L'article 6 de la Convention

droit d’accès à un tribunal

 

 FRANCE – CAPACITE D'ESTER EN JUSTICE - ASSOCIATION ETRANGERE - LOI DE 1901  -

La déclaration prévue à l'article 5 de la loi de 1901 pour une association étrangère n'ayant pas de " principal établissement " en France et souhaitant introduire une action en diffamation afin de lui permettre d'ester en justice,  a imposé  dans les circonstances de l'espèce, aux requérantes une véritable restriction, au demeurant non suffisamment prévisible, qui porte atteinte à la substance même de leur droit d'accès à un tribunal, (espèce)

 

LIGUE DU MONDE ISLAMIQUE ET ORGANISATION ISLAMIQUE MONDIALE DU SECOURS ISLAMIQUE C. FRANCE

15/01/2009

Violation de l’article 6 § 1 (équité)

 

En octobre 2003, les requérantes déposèrent chacune une plainte avec constitution de partie civile pour diffamation, à la suite de la diffusion en France d’un article du quotidien égyptien Sot al Orouba consacré aux attentats du 11 septembre 2001.

Invoquant les articles 6 § 1 (droit à un procès équitable) et 14 (interdiction de la discrimination), les intéressées se plaignaient de l’irrecevabilité de leurs plaintes au motif qu’elles n’auraient pas accompli les formalités exigées pour obtenir la capacité d’ester en justice en France.

 

La Cour note que la loi du 1er juillet 1901, en ses articles 2 et 5, règle les questions afférentes à la création d'associations et à la reconnaissance de la capacité juridique de celles-ci, qui se fait au moyen d'une déclaration préalable auprès des autorités préfectorales.

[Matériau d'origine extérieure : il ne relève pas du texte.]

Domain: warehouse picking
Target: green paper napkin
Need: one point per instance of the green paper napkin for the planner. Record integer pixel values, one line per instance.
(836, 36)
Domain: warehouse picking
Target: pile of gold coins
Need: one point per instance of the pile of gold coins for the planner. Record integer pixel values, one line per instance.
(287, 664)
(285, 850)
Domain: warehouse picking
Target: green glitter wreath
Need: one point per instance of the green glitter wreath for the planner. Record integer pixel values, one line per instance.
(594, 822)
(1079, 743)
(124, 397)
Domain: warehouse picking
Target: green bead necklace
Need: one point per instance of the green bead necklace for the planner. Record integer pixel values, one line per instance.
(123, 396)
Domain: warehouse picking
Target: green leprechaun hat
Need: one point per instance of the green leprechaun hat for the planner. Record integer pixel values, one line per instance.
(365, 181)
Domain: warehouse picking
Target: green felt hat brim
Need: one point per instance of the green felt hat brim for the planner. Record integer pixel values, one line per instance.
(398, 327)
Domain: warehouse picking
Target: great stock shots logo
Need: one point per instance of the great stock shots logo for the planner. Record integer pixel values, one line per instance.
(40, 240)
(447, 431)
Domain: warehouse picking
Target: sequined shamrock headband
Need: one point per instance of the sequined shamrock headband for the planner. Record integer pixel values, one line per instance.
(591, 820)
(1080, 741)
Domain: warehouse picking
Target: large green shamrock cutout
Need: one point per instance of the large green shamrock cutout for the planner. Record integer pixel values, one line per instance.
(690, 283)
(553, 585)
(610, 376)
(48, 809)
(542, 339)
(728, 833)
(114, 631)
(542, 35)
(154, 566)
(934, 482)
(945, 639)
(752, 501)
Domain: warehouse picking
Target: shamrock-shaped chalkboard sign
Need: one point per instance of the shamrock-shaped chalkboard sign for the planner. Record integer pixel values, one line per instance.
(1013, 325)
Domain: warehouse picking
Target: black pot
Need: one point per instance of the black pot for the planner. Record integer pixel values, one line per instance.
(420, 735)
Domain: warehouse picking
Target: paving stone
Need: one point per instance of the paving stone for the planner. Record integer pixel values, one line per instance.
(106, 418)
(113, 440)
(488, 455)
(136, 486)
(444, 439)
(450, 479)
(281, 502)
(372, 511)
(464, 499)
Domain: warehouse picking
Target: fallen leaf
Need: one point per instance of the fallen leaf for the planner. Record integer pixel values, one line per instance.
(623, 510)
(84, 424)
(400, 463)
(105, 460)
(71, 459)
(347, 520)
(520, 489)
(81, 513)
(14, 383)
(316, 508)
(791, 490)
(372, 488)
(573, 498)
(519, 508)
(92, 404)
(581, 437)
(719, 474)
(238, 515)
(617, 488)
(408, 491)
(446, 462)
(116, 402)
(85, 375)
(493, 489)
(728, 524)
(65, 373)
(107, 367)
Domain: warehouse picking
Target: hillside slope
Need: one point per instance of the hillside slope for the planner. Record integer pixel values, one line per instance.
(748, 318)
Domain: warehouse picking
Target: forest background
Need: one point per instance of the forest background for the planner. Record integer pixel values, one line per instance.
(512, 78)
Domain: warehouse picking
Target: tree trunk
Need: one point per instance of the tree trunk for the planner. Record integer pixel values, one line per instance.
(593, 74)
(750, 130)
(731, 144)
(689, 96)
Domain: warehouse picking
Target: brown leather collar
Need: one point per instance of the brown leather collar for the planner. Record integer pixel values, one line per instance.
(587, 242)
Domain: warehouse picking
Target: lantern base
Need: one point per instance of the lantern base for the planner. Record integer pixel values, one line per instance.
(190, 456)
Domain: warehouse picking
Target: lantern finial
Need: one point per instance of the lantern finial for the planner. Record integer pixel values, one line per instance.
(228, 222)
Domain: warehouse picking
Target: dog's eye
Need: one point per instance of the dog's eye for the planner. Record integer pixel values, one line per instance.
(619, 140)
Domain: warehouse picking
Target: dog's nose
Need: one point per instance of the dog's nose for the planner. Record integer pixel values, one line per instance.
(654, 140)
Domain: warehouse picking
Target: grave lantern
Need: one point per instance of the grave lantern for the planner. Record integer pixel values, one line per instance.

Plus précisément, l'article 5 alinéa 3 de la loi prévoit que lorsqu'une association a son siège social à l'étranger, la déclaration préalable en vue de l'obtention de la capacité juridique doit être faite à la préfecture du département où se situe le siège de son principal établissement. Or, de par les termes utilisés, cet alinéa a vocation à s'appliquer aux associations étrangères qui souhaitent s'établir sur le territoire français pour exercer une activité. Il ne vise pas expressément la question de la capacité d'ester en justice d'une association, comme les requérantes, qui a son siège social à l'étranger, n'exerce aucune activité en France, mais souhaite introduire ponctuellement une action en justice pour défendre ses droits de caractère civil.

La Cour a déjà constaté qu'en raison même du principe de généralité des lois, le libellé de celles-ci ne peut présenter une précision absolue. L'une des techniques types de réglementation consiste à recourir à des catégories générales plutôt qu'à des listes exhaustives. Aussi de nombreuses lois se servent-elles par la force des choses de formules plus ou moins floues, afin d'éviter une rigidité excessive et de pouvoir s'adapter aux changements de situation. L'interprétation et l'application de pareils textes dépendent de la pratique (voir, parmi d'autres, Kokkinakis, précité, § 40 et Cantoni, précité, § 31).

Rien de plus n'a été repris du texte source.